Comparing digital X-rays to traditional film is exactly like comparing a regular camera to a digital camera. The images are acquired in the same way, but the data is stored electronically instead of being stored on film.
Full-field digital X-ray transfers images to a computer so they can be electronically enhanced. Digital X-ray allows the radiologist to focus on areas of concern, which enhances readability and interpretations of the images.
The benefit of Digital X-rays over traditional X-rays include:
- Fast acquisition of images – A Digital X-Ray takes only a matter of seconds without using film and with fewer retakes of images
- Improved patient care through better image quality
- Requires less radiation per exposure to produce a higher quality x-ray
- The images are easily stored for future reference
- Digital X-Rays can be viewed as a two dimensional image
Fluoroscopy is an imaging tool that enables physicians to look at many body systems, including the skeletal, digestive, urinary, respiratory, and reproductive systems.
It is a study of moving body structures and uses x-ray to produce real-time video images – similar to an X-ray “movie”. A continuous X-ray beam is passed through the body part being examined.
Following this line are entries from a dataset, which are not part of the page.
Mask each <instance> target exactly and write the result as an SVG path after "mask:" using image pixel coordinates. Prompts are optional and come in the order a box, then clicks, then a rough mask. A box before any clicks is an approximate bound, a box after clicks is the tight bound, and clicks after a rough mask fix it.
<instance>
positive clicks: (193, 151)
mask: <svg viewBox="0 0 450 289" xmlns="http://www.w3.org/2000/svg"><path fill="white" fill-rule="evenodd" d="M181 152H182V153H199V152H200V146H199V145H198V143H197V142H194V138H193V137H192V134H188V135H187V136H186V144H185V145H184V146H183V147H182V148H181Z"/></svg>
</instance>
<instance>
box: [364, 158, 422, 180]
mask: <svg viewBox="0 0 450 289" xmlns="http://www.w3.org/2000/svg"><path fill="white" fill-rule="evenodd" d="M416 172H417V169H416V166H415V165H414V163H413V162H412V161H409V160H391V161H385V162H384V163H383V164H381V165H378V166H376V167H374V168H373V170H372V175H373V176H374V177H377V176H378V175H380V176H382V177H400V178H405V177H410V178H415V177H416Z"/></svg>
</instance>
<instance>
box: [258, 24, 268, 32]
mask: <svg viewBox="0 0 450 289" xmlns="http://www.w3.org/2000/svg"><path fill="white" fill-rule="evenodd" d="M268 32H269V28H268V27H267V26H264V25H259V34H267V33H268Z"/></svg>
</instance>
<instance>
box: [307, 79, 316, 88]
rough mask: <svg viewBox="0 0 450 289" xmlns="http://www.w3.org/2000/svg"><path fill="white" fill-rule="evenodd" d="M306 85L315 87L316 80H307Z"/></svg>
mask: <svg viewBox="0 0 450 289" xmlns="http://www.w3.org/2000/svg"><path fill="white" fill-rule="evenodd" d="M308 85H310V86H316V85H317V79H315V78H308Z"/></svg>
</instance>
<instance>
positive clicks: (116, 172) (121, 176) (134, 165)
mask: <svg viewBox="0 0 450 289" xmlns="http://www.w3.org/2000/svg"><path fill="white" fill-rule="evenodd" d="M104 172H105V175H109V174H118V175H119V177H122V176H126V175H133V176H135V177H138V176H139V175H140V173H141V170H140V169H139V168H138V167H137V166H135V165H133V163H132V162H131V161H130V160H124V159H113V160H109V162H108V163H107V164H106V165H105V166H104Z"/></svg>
The beam is transmitted to a TV-like monitor so that the body part and its motion can be seen in detail.
Bone density measurement is a safe, non-invasive, and painless test which can play an important role in the early diagnosis of osteoporosis. Bone densitometry accurately measures the density of the spine, hip, and other bones that are most frequent fracture sites associated with osteoporosis.
Evaluating bone density using conventional X-ray techniques won't reveal a problem until a person has lost at least 30% of his or her bone mass. Now, in a matter of minutes, physicians can get an accurate picture of a person's bone density early enough in the disease to make a real difference in treatment and outcome.